December 11, 2018
A Mars Hill University history professor is among the nominees for the 61st annual Grammy Awards. David Gilbert is nominated in the category of Best Album Notes for the album “The Product of Our Souls: The Sound And Sway Of James Reese Europe’s Society Orchestra.” The album is a companion to Gilbert’s book “The Product of Our Souls: Ragtime, Race, and the Birth of the Manhattan Music Marketplace.” The Product of Our Souls is one of six albums nominated in the category.
“I have been a working musician all of my adult life and am very passionate about my research topics in African-American cultural history,” Gilbert said, “but I never imagined getting such recognition.” Gilbert said he hopes to attend the Grammy ceremony in February.
The opportunity even to be part of the project came about because of his book. Gilbert said Archeophone Records had put together the album and contacted him to write the liner notes, because of his authority about James Reese Europe, established through The Product of Our Souls book. The book explores African-American musicians and stage entertainers in New York City in the first two decades of the 20th century and shows how black entertainers made Broadway Avenue and Tin Pan Alley song publishers in New York synonymous with American popular culture.

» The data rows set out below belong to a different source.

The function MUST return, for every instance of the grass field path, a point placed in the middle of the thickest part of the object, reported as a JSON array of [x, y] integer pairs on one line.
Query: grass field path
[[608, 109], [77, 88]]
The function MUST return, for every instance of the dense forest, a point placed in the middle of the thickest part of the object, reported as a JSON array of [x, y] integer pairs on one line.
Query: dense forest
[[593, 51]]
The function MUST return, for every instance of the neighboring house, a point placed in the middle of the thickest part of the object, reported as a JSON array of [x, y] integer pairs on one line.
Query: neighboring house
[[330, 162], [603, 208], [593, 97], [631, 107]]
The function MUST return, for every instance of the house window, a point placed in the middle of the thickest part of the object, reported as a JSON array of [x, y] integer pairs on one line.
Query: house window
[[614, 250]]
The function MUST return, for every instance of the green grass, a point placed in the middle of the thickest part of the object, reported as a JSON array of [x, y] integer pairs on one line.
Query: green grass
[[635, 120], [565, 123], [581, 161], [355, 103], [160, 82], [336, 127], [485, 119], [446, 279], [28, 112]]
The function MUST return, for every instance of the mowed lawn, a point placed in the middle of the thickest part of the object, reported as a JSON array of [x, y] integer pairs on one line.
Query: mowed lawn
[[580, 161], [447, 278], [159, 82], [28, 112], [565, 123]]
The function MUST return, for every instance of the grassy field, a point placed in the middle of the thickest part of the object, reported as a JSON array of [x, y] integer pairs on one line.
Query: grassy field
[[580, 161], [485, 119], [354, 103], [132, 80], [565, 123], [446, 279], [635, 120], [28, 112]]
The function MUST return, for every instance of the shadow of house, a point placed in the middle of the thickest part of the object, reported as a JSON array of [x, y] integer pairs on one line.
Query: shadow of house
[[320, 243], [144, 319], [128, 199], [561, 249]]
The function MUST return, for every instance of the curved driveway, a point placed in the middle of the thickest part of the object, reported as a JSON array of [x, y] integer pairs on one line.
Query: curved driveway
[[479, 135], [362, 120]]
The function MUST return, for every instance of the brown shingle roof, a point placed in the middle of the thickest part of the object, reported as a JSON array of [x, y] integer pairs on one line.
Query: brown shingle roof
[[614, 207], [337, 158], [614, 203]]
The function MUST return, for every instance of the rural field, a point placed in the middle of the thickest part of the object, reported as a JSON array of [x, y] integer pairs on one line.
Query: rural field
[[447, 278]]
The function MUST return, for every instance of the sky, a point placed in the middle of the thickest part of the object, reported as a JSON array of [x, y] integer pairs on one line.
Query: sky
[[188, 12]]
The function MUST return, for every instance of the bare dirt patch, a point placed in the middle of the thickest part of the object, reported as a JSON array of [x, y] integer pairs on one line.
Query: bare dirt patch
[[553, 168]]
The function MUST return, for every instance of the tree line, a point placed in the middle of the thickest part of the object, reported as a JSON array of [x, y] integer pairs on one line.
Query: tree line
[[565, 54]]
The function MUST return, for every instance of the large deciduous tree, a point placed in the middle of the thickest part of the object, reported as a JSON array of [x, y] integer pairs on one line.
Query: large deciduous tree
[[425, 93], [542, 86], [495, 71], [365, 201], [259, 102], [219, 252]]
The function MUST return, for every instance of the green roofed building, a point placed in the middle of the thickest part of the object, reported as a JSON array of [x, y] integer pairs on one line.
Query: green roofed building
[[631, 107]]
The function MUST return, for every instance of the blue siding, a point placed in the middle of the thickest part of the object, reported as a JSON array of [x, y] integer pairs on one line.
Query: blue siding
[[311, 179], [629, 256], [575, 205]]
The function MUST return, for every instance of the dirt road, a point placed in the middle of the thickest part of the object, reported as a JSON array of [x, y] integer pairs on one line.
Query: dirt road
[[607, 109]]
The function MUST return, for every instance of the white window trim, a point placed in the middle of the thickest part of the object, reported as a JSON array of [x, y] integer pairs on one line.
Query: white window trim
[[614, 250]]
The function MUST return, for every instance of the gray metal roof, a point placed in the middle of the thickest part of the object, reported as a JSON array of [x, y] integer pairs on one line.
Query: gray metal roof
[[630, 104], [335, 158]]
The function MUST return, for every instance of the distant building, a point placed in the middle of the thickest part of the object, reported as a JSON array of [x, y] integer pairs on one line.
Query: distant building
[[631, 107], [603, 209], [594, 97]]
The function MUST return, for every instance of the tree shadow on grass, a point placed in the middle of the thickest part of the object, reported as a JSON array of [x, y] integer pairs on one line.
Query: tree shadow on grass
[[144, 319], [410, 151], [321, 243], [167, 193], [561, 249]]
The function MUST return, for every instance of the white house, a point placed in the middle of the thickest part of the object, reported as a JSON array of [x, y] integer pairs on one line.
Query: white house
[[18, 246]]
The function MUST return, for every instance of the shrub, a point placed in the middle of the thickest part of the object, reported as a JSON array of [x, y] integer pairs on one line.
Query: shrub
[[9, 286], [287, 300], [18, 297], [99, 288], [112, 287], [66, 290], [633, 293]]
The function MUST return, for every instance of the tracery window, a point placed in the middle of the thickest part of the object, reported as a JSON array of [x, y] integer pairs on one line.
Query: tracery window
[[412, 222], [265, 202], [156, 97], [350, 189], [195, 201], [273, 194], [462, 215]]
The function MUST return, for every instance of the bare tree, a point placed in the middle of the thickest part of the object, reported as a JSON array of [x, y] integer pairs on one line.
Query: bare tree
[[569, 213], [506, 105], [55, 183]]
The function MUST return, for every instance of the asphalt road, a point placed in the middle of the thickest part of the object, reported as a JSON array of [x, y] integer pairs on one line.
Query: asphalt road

Archeophone specializes in preserving, restoring, and publishing recordings from 1890 through 1925. The liner notes Gilbert wrote ended up being a 56-page full-color insert of what Archeophone describes as “incisive musical and cultural analysis, establishing James Reese Europe’s prominence of position among the great musical forces of the 20th century.”
Gilbert said the album contains remastered versions of what are believed to be the first recordings by an African-American band in U.S. history: “Europe’s Society Orchestras were among the most well-known and sought-after dance bands in New York City, roughly from 1910 through the World War I period.” Included on the album are all eight recordings made by Europe’s orchestra in 1913 and 1914, along with 12 other songs written by Europe but recorded by other bands.
Gilbert teaches post-Civil War history and a variety of upper-level classes in American intellectual, social, and cultural history at Mars Hill University, and focuses on topics such as civil rights, consumer culture, the history of capitalism, and the histories of jazz, blues, R&B, and hip-hop as often as he can. The Product of Our Souls book won the American Library Association’s Choice Award for Outstanding Academic Title in 2015, and his dissertation on the same topic was a finalist for the Society for American Music’s Housewright Dissertation Award in 2012.